Nadler is expected to remain the panel’s top Democrat and has no challenger. But some observers have wondered how much longer the 75-year-old, who has served since 1992, will remain in office.

In August, when redistricting forced Nadler and Maloney into a primary, Maloney approvingly cited a New York Post editorial that called Nadler “senile” after he made some verbal missteps in a debate. Voters in the district clearly disagreed and overwhelmingly backed Nadler in the election.

Daniel Schuman, who closely tracks committee activity at the liberal group Demand Progress, said that Nadler “knows issues, knows substance, and he’s not willing to get bullied” by Jordan. “Are there others that’d be more successful? Probably, maybe,” Schuman said. “But I think Nadler would be capable of playing the role he needs to play.”

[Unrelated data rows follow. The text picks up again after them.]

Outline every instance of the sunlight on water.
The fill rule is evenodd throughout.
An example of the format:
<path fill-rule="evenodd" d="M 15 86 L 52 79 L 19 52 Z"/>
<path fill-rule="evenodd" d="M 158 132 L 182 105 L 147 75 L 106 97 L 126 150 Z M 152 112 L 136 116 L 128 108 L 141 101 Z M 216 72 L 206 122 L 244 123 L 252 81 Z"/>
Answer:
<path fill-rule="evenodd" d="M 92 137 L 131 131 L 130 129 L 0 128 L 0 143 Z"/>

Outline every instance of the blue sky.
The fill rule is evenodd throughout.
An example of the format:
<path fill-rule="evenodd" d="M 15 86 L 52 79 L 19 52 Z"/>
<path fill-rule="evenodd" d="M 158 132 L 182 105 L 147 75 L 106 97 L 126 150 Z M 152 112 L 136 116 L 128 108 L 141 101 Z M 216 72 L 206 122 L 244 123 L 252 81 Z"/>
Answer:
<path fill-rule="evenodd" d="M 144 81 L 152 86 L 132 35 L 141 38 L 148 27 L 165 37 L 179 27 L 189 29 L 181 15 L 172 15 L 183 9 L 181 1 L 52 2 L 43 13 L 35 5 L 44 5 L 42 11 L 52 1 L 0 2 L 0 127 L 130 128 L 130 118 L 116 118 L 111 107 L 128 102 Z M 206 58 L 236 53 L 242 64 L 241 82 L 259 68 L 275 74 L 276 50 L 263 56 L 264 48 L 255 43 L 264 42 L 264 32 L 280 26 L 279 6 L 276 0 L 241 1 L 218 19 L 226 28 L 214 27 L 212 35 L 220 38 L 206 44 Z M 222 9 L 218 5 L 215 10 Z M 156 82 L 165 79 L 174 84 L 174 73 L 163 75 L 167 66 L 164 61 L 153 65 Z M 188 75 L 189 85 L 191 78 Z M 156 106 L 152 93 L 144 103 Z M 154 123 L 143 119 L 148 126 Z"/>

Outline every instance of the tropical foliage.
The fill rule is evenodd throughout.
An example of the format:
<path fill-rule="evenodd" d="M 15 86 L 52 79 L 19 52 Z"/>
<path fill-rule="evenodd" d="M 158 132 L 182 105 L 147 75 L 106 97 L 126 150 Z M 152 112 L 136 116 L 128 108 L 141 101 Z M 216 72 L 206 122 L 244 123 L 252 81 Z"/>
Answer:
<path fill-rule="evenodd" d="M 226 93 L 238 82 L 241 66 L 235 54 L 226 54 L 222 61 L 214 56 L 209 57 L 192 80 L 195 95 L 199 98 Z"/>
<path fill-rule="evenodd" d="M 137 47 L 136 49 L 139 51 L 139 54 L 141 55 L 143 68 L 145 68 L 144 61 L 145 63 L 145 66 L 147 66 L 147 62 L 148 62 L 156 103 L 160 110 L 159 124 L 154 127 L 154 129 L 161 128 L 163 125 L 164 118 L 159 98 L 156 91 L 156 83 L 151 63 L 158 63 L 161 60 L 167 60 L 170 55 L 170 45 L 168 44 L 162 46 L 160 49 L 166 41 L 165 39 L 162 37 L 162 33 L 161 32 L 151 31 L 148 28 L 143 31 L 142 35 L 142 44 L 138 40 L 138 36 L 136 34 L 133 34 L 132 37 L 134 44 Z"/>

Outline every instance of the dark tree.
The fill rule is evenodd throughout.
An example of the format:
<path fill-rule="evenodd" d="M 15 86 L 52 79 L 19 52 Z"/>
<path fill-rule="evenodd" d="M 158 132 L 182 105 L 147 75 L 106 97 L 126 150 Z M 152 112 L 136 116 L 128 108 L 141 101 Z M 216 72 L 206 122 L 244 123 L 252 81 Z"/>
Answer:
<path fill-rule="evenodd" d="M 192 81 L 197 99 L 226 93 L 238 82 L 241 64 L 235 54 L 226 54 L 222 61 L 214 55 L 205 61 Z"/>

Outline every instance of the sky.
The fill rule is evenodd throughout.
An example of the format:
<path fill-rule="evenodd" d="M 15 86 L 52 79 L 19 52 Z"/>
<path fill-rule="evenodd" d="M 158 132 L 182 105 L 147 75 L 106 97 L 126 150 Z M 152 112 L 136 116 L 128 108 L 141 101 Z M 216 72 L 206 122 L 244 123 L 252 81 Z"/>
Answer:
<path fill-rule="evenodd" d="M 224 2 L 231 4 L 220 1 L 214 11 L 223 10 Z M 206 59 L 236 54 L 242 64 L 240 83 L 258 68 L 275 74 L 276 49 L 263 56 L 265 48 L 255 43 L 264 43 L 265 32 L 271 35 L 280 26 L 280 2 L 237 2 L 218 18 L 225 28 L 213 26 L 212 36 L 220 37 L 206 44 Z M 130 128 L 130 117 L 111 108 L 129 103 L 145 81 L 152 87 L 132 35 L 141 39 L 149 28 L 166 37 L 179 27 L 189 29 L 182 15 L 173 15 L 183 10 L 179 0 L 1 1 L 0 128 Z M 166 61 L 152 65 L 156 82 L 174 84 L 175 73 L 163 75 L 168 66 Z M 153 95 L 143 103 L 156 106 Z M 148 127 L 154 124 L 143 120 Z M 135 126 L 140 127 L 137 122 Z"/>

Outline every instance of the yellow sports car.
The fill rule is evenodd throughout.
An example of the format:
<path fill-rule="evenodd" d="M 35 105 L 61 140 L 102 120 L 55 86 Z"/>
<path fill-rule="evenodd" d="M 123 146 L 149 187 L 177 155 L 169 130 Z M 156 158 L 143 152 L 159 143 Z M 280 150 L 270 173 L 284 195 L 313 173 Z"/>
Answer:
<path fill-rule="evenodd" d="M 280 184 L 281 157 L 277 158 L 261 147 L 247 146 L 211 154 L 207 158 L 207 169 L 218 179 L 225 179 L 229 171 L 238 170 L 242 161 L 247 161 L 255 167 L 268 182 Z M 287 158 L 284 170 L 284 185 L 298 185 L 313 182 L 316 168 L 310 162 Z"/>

A spokesman for Nadler did not respond to a request for comment on the Democrat’s plans to counter the GOP majority next year.

The larger question hanging over Democrats’ moves is just how far down certain rabbit holes—like Hunter Biden’s laptop, for instance—that Republicans might go over the next two years.

On this, there’s something of a split in the caucus. Some believe that it’s obvious that Republicans will overreach—if only because McCarthy will need to satisfy the far-right flank of his conference in order to become Speaker and remain in power.

Others hold out hope that other political considerations might constrain the GOP. In 2011, House Republicans launched an armada of investigations after picking up a staggering 63 seats. In 2022, they picked up nine, and several incoming lawmakers responsible for that meager majority have already thrown cold water on certain investigative targets.

A senior member of the Oversight panel, Rep. Raja Krishnamoorthi (D-IL), was not assuming a maximal approach from the GOP. “Who knows, they might end up going down that path, and then they learn that voters really don’t want to go there,” he told The Daily Beast.

Raskin and Connolly, for their part, say they are prepared for anything.

“We will have to act as a truth squad against their conspiracy theories,” said Raskin, adding that Democrats have grown “painfully familiar” with GOP tactics over the last six years. “We’ve gained some experience in how to address [them] and how to turn back to the positive agenda that motivates all of us to be in government.”

Connolly said Republicans “have to make up their minds” about how they want to proceed. If they go too far, “they’re going to have an aggressive, assertive Democrat as ranking member who has experience doing precisely this.”

Whoever wins, Democratic activists counting on lawmakers to hold the line have a simple message.

“There’s a lot of value in being the adults in the room,” said Hatcher-Mays, with Indivisible. “I don’t see any value in Democrats showing up and turning the committee into a clown show in the way Gaetz and Jordan did in the minority. Let the MAGA GOP be the clowns, Democrats can be serious.”